As mudanças na resposta inflamatória de curta para longa duração podem causar uma quebra da tolerância imunológica e levar a grandes alterações em todos os tecidos e órgãos, bem como na fisiologia celular normal, o que pode aumentar o risco de várias doenças crônicas, tanto em indivíduos jovens como mais velhos. A ICS também pode prejudicar a função imune normal, levando a uma maior susceptibilidade a infecções e tumores e a uma fraca resposta às vacinas e infecções de modo geral. Além disso, a ICS durante a gravidez e a infância podem ter consequências de desenvolvimento sérios que incluem a elevação do risco de doenças crônicas dos filhos por alterar o comportamento da genética ainda dentro do útero.
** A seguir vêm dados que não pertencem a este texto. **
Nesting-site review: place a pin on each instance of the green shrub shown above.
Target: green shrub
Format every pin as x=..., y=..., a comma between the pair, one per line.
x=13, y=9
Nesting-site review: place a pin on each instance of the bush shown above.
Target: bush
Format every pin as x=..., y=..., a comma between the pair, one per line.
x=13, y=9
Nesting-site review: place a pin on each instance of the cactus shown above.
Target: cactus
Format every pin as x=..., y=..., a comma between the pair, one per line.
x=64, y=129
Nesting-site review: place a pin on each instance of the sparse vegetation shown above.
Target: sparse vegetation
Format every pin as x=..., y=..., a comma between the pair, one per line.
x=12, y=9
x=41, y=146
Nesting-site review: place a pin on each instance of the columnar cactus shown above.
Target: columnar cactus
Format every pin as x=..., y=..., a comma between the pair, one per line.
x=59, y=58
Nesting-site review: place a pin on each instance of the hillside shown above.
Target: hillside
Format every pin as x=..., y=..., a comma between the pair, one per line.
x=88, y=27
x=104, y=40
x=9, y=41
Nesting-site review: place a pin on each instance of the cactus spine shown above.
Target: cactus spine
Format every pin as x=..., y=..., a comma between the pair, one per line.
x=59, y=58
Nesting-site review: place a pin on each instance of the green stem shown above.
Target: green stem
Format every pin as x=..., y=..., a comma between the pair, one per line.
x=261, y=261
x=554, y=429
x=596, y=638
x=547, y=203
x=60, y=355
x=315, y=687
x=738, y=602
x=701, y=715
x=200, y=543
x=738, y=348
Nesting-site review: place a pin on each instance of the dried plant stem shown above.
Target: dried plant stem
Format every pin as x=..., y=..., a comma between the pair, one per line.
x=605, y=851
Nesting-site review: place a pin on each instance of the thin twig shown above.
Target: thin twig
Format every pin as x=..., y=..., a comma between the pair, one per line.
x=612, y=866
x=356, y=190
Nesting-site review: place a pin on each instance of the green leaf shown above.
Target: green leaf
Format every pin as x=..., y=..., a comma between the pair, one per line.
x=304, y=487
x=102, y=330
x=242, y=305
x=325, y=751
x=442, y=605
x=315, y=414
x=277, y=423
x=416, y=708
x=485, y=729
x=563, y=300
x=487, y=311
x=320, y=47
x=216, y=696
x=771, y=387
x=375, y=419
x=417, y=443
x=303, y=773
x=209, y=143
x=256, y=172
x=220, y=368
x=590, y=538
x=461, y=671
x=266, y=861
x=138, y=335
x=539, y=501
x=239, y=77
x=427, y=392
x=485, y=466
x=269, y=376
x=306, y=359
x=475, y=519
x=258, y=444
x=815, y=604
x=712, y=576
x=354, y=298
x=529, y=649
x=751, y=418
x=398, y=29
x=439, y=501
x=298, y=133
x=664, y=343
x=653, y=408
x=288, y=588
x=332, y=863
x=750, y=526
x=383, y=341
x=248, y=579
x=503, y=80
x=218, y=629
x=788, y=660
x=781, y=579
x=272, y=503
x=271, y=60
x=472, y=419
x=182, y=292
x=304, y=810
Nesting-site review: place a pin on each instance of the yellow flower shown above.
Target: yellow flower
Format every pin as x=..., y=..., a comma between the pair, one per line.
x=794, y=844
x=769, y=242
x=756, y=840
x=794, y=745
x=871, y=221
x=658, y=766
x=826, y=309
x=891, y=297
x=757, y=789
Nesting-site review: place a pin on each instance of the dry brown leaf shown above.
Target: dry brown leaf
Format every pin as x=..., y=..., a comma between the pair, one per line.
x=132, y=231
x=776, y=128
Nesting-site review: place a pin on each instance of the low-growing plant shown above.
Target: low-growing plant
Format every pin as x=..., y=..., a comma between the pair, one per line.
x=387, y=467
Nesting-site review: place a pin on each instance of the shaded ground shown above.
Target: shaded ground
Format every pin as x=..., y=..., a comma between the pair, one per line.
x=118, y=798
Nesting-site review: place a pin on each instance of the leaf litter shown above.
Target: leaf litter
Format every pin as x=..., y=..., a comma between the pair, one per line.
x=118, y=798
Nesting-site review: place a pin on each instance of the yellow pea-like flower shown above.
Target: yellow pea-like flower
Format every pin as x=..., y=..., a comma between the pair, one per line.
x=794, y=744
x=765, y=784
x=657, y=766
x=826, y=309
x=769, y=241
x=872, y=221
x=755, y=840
Inflamação crônica sistêmica (ICS) e risco aumentado de doenças

A ICS aumenta frequentemente com a idade como indicado por estudos que mostram que as pessoas mais velhas têm níveis mais elevados de citocinas, quimiocinas e proteínas de fase aguda (marcadores de inflamação), bem como maior expressão dos genes envolvidos na inflamação, ou seja, a genética moduladora da inflamação “acorda” com a idade. Além disso, a ICS de baixo grau persistente causa danos colaterais aos seus órgãos ao longo do tempo, por exemplo, ao induzir stress oxidativo. As consequências clínicas dos danos provocados pela ICS podem ser graves e incluir um risco aumentado de síndrome metabólica, que inclui a tríade de hipertensão, hiperglicemia e dislipidemia; diabetes tipo 2; esteatose de fígado; hipertensão; doença renal crônica; vários tipos de câncer; depressão; doenças neurodegenerativas e auto-imunes; osteoporose e sarcopenia (perda de massa muscular). A evidência empírica de que a inflamação desempenha um papel no aparecimento ou progressão da doença é mais forte para a síndrome metabólica, a diabetes tipo 2 e a doença cardiovascular. De fato, há muito tempo que se sabe que pacientes com doenças auto-imunes como a artrite reumatóide, que se caracteriza por inflamação sistêmica, têm resistência à insulina, dislipidemia e hipertensão, e que têm taxas mais elevadas de síndrome metabólica, diabetes tipo 2 além de infarto e AVC. Além disso, já é sabido de alguns anos que o biomarcador inflamatório da proteína C-reativa de alta sensibilidade (PCR) é um preditor de eventos cardiovasculares em homens e mulheres.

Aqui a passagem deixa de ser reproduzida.